Adeena Karasick, Ph.D., is a New York based Canadian poet, performer, cultural theorist and media artist and the author of ten books of poetry and poetics. Her Kabbalistically inflected, urban, Jewish feminist mashups have been described as “electricity in language” (Nicole Brossard), “proto-ecstatic jet-propulsive word torsion” (George Quasha), noted for their “cross-fertilization of punning and knowing, theatre and theory” (Charles Bernstein) "a twined virtuosity of mind and ear which leaves the reader deliciously lost in Karasick's signature ‘syllabic labyrinth’” (Craig Dworkin); “demonstrating how desire flows through language, an unstoppable flood of allusion (both literary and pop-cultural), word-play, and extravagant and outrageous sound-work.” (Mark Scroggins). Most recently is Checking In (Talonbooks, 2018) and Salomé: Woman of Valor in dual edition of English and Italian (University of Padova Press, Italy, 2017), the libretto for her Spoken Word opera co-created with Grammy award winning composer, Sir Frank London and Salomé: Woman of Valor CD, NuJu Records, 2020, and Salomé Birangona, translation into Bengali, (Boibhashik Prokashoni Press, Kolkata, 2020).
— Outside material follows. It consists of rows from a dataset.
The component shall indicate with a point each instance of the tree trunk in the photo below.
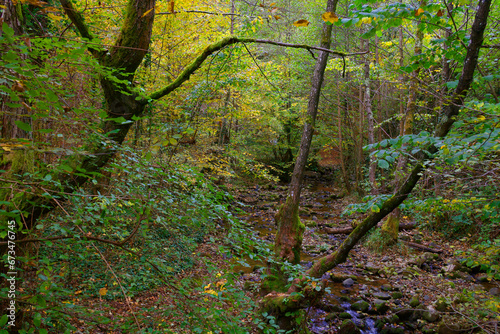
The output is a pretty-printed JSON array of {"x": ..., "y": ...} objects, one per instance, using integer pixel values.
[
  {"x": 390, "y": 228},
  {"x": 369, "y": 114},
  {"x": 290, "y": 230}
]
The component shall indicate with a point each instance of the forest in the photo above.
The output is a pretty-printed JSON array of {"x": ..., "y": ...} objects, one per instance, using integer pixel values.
[{"x": 250, "y": 166}]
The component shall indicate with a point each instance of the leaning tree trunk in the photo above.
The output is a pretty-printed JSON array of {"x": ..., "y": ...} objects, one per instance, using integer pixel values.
[
  {"x": 290, "y": 230},
  {"x": 276, "y": 302},
  {"x": 390, "y": 228}
]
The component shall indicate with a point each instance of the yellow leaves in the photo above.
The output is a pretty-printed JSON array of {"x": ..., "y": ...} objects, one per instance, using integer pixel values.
[
  {"x": 147, "y": 12},
  {"x": 301, "y": 23},
  {"x": 366, "y": 20},
  {"x": 18, "y": 86},
  {"x": 103, "y": 291},
  {"x": 330, "y": 17},
  {"x": 31, "y": 2}
]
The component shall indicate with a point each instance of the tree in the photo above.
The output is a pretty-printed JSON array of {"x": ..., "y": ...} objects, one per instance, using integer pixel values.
[
  {"x": 275, "y": 302},
  {"x": 288, "y": 242}
]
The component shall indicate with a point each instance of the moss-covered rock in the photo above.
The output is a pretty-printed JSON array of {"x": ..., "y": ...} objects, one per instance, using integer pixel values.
[
  {"x": 361, "y": 306},
  {"x": 348, "y": 327}
]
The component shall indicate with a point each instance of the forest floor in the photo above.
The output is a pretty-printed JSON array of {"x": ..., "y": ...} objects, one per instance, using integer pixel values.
[{"x": 401, "y": 289}]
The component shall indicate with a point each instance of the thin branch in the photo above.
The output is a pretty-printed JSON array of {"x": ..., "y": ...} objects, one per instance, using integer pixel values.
[
  {"x": 195, "y": 65},
  {"x": 200, "y": 12}
]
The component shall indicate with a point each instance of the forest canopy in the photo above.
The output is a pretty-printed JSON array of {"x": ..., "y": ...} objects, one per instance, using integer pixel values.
[{"x": 226, "y": 166}]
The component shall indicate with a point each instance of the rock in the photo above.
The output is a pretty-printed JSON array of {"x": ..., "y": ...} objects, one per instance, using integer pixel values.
[
  {"x": 380, "y": 306},
  {"x": 428, "y": 330},
  {"x": 348, "y": 327},
  {"x": 310, "y": 223},
  {"x": 414, "y": 302},
  {"x": 372, "y": 268},
  {"x": 433, "y": 245},
  {"x": 441, "y": 305},
  {"x": 397, "y": 295},
  {"x": 494, "y": 292},
  {"x": 403, "y": 313},
  {"x": 431, "y": 315},
  {"x": 394, "y": 319},
  {"x": 345, "y": 315},
  {"x": 449, "y": 328},
  {"x": 348, "y": 282},
  {"x": 331, "y": 308},
  {"x": 426, "y": 258},
  {"x": 338, "y": 277},
  {"x": 361, "y": 306},
  {"x": 382, "y": 295},
  {"x": 482, "y": 278}
]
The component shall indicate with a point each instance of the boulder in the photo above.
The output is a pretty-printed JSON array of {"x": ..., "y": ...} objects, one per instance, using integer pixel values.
[
  {"x": 361, "y": 306},
  {"x": 348, "y": 327},
  {"x": 348, "y": 282},
  {"x": 382, "y": 295},
  {"x": 380, "y": 306}
]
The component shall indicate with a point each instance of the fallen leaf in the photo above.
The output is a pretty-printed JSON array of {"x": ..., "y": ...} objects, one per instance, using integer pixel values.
[
  {"x": 330, "y": 17},
  {"x": 301, "y": 23}
]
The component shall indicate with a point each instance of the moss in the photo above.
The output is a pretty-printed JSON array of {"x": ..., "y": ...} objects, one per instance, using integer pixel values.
[{"x": 391, "y": 228}]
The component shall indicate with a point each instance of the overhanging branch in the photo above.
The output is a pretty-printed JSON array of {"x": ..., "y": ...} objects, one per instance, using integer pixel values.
[{"x": 191, "y": 68}]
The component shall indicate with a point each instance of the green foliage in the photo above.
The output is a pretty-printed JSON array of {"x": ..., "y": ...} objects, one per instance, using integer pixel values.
[{"x": 483, "y": 257}]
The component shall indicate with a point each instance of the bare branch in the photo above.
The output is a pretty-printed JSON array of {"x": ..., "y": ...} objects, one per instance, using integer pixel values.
[{"x": 191, "y": 68}]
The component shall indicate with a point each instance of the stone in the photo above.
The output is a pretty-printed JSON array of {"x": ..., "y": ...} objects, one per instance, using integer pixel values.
[
  {"x": 310, "y": 223},
  {"x": 361, "y": 306},
  {"x": 441, "y": 305},
  {"x": 397, "y": 295},
  {"x": 345, "y": 315},
  {"x": 447, "y": 328},
  {"x": 382, "y": 295},
  {"x": 372, "y": 268},
  {"x": 414, "y": 302},
  {"x": 482, "y": 278},
  {"x": 380, "y": 306},
  {"x": 348, "y": 327},
  {"x": 394, "y": 319},
  {"x": 431, "y": 315},
  {"x": 348, "y": 282}
]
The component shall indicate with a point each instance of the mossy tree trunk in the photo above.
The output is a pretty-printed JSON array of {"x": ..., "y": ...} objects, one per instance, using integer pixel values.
[
  {"x": 290, "y": 230},
  {"x": 390, "y": 228},
  {"x": 328, "y": 262}
]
Karasick teaches Literature and Critical Theory for the Humanities and Media Studies Dept. at Pratt Institute, is Poetry Editor for Explorations in Media Ecology, Associate International Editor of New Explorations: Studies in Culture and Communication, 2019 Andrew W. Mellon Foundation Award recipient and winner of the 2016 Voce Donna Italia award for her contributions to feminist thinking. The “Adeena Karasick Archive” is established at Special Collections, Simon Fraser University. Forthcoming is Ærotomania: The Book of Lumenations.